RAF Wittering: nuclear bomb store buildings Vw16, Vw17, Vw18, Vw20, Vw21 and A22

WRENN ID
hushed-string-linden
Grade
II
Local Planning Authority
North Northamptonshire
Country
England
Date first listed
11 July 2011
Type
Bunker
Source
Historic England listing

Description

MATERIALS: Reinforced concrete to floors, walls and roof, all under a natural earth mound.

PLAN: The six bunkers have individual access roads leading from a central spine road connecting them with the fissile core stores. The entrance to each bunker either faces the side wall of its neighbour or open land, to minimise blast damage should one bunker explode.

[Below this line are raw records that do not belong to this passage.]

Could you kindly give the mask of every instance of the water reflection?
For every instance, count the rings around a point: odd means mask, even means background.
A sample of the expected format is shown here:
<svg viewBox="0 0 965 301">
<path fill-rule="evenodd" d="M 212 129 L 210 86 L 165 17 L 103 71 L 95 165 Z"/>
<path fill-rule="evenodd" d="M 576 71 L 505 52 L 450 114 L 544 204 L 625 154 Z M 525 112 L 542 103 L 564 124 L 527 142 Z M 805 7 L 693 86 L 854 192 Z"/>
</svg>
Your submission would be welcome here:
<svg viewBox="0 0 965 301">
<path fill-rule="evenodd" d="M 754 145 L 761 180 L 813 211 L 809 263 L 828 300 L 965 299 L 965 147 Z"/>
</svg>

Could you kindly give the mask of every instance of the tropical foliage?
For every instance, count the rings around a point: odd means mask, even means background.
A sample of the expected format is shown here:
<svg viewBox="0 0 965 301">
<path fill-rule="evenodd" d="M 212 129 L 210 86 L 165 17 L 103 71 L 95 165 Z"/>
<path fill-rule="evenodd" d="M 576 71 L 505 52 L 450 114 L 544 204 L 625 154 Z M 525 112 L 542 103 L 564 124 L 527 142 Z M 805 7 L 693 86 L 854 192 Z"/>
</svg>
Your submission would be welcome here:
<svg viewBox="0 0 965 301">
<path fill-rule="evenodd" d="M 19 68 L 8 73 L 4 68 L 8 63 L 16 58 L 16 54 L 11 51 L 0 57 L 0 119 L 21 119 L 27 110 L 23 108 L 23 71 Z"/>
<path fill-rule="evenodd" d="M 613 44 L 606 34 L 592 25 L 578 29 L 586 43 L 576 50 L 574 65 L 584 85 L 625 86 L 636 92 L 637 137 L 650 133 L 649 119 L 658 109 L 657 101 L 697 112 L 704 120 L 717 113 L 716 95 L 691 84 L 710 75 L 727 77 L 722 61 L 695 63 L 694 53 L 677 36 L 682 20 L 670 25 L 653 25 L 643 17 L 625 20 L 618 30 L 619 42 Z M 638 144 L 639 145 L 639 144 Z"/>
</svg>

EXTERIOR: The six earth mounds each have a single entrance set back into the mound below a deep concrete overhang and between concrete side walls dropping down to the ground at the perimeter of the mounds. This has tubular handrails all round. In either the right or left of these concrete outer walls are recesses containing the electrical switchgear and the air-conditioning room for each individual installation, and they terminate in a further concrete wall where there are the doorways. Bunkers Vw 16 and VA 22 have their original double timber folding doors on horizontal top and bottom runners and with an integral pedestrian entrance as well as the original light fittings. The remainder have 1980s steel vertical roller doors and plain pedestrian doors to one side.

INTERIOR: The bunkers have rectangular interiors with reinforced concrete roof joists and similar side pilasters which support the wide horizontal rails on the side walls. These formed the runways for a manually-operated five-ton steel top-running bridge crane with an upper running trolley and hoist manufactured by Herbert Morris Ltd. of Loughborough. The cranes survive intact in bunkers Vw18 and Vw21. Bunker A22 has a similar type of motorized crane made by Matterson of Rochdale in 1958. In the end wall, over the doorways and in the lower part of the opposite wall, are two square ventilation grilles for the forced-air ventilation system fed by compressors in a recess in the outer walls.